Regents to recognize Cleveland State's math redesign

photo Dr. Carl Hite, President of Cleveland State Community College
Arkansas-Ole Miss Live Blog

CLEVELAND, Tenn. -- Cleveland State Community College will be recognized at a Tennessee Board of Regents meeting Thursday for a mathematics program that attracted President Barack Obama's attention a year ago.

"The Carnegie Foundation made a comment that the biggest problem facing community colleges in this country is developmental math," Cleveland State President Carl Hite told members of MainStreet Cleveland on Monday. "We are not getting students out of developmental math. That's what has to be fixed. We came up with a fix.

"We redesigned the math curriculum," Hite said. "We are doing it better.
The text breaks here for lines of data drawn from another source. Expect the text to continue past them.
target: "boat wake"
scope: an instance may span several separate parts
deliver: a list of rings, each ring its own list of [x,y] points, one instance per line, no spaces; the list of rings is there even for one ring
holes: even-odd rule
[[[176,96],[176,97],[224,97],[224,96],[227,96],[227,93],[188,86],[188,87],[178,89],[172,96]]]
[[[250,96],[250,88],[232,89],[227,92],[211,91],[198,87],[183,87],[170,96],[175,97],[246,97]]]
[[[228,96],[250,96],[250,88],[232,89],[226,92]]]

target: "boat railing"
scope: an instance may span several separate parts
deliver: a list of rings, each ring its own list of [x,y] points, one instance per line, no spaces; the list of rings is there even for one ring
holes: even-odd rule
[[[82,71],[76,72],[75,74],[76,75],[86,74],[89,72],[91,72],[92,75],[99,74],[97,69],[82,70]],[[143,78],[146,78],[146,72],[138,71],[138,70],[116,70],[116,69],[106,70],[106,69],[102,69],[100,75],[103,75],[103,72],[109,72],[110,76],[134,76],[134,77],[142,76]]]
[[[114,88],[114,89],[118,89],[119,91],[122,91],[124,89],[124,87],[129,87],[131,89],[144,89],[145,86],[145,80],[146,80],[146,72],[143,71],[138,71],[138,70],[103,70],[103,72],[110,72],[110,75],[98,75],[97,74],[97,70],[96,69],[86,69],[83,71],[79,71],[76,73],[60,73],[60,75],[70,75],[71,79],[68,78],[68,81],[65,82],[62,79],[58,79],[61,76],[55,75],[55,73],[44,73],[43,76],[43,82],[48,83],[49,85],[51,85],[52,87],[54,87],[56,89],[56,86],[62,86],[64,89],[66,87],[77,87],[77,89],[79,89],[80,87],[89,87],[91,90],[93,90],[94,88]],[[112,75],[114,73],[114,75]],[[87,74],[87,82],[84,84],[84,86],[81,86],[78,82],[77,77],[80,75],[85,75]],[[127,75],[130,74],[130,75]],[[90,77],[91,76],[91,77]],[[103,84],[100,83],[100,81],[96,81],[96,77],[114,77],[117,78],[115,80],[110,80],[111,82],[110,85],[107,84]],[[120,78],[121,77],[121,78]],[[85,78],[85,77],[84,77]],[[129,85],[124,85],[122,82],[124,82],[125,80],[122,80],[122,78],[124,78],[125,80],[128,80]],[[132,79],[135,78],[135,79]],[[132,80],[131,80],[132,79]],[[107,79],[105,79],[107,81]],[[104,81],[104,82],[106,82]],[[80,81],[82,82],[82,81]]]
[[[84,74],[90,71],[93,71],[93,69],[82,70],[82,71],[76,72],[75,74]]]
We are doing it with more students. And it's saving money."

Hite said the first reaction to Cleveland State's fix was that standards must have been lowered.

"Actually we did the opposite," he said. "We raised the standards."

The college now is considering redesigning its entire curriculum, he said.

"I don't think in my tenure there has ever been so much going on in higher education for the good," Hite said.

More high school students are being prepared for higher education, Hite said, through programs such as the Tennessee Diploma Project, a nonprofit effort to help raise standards. This year's high school juniors are the first wave of those taking more mathematics and English courses to meet the diploma requirement.

Hite applauded businessman and philanthropist Allan Jones for his funding of tnAchieves for Bradley County high school students going to Cleveland State. Jones will cover any gap between the cost of attendance and the student's ability to pay with grants, scholarships and their own money.

In other MainStreet Cleveland business, Executive Director Sharon Marr reminded members that one of the group's biggest events of the year, the Halloween Block Party, is only six weeks away.

The Regents' quarterly meeting is Thursday and Friday at Roane State Community College.